I'm new to database stuff so I apologize if I say anything ridiculous..

I work for a company that runs a website for a certain industry. We're not very large at the moment but our parent company wants to push our product out to more places. I'm worried about this because our database was never designed with ANY plan in mind (e.g, normalization doesn't exist, there are maybe 70 unused tables out of about 400- plenty of more unused columns on the tables we do use, etc.,) and we're running on a really shitty database program (pervasive SQL).

The company has at least recognized the need to move away from pervasive. We're planning to go to mariadb. To go along with this, there is a rare opportunity to potentially redesign some parts (or all of) the database but no one really cared to look into it- and that's how I ended up here.

SO, all that being said I just want to know if I'm on the right track here with my redesign so far.

Let's say we have a table that holds basic settings for companies on our system. Some of these settings are relevant to notifications (i.e what events will trigger e-mails for them), some are related to billing, some to how they create orders / what info they see on their orders, etc., This table has 334 columns and a LARGE amount of them only store a CHAR(1) which can be Y/N. (Side note: am I correct in assuming BIT will take up less space?)

What I've been doing is separating the parts (i.e, settings for orders go in their own company_order_settings table which has the company's id in it). The only thing is at this point I already have ~8 tables just for these different settings…is this normal? In general these things will (usually) be accessed separately so I'm not concerned about large joins. This large number of purely settings related tables will also happen when I refactor the user tables (which hold info on the users at said companies- in a similar number of columns).

If anyone wants more info let me know.

Best Answer

Not really an answer - but too big for a comment. Just a few ideas/discussion.

"our database was never designed with ANY plan in mind" - I hear yeh, sister!

Been there, done that. Once worked with a Btrieve (precursor to Pervasive) system that had 35,000 (not a typo - that's thirty five thousand) fields in one table.
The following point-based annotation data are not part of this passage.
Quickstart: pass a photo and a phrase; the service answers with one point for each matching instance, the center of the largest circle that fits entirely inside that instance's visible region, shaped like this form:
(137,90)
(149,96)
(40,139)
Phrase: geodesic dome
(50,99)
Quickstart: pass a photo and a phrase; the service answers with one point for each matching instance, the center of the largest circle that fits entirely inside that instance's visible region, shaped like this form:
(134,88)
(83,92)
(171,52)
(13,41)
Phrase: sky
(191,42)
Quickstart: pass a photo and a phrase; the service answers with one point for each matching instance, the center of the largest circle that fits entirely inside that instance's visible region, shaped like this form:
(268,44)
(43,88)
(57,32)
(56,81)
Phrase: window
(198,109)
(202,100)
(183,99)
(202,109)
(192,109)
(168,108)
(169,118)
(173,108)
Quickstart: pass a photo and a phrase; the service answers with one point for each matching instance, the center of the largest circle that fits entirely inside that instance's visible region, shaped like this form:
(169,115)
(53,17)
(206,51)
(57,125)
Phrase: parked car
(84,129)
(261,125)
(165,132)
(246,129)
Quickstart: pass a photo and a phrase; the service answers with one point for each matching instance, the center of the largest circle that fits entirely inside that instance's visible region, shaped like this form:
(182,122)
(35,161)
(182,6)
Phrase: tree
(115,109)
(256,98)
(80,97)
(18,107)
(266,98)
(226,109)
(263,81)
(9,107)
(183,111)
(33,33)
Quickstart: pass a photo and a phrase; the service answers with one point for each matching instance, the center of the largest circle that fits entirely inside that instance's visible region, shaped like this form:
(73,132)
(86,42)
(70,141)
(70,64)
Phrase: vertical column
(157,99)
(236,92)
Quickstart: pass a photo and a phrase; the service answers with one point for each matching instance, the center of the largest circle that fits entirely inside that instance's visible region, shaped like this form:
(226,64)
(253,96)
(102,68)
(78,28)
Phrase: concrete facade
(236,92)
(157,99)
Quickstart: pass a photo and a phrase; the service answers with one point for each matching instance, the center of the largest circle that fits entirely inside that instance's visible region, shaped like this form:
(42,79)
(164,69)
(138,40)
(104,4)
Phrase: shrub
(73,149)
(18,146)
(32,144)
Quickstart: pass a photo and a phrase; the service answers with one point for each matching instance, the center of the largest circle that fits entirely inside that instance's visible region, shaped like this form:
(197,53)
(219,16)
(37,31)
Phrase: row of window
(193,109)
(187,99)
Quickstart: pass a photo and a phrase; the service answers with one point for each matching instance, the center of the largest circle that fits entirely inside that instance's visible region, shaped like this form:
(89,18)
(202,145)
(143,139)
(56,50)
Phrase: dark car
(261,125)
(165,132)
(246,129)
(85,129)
Agree with @timpone - hesitant about tables with > 30 fields. Tables should be like women - tall and slim, not short and fat :-).
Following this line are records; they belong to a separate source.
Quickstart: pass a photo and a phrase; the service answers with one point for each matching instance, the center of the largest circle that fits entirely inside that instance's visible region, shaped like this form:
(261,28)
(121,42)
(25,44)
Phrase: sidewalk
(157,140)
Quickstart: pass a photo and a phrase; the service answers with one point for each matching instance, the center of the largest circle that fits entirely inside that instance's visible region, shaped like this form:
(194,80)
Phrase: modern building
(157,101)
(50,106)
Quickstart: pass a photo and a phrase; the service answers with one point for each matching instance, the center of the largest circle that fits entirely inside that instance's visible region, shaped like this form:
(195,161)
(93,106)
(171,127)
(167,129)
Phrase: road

It's a lot of work to redesign. Start with core functionality - what's the minimum amount of tables required? I would consider PostgreSQL if I were you, but like @Austin, that's just my opinion.

Read up on the different RDBMSs - check out their functionality. Is there anything that Btrieve has that they do/don't? As far as I can see, the main thing that Btrieve brought to the party was arrays - they are a breach of the relational model and should be avoided at all costs in an RDBMS.

You say "a LARGE amount of them only store a CHAR(1) which can be Y/N. (Side note: am I correct in assuming BIT will take up less space?)". With space being so cheap these days, this is not really an issue.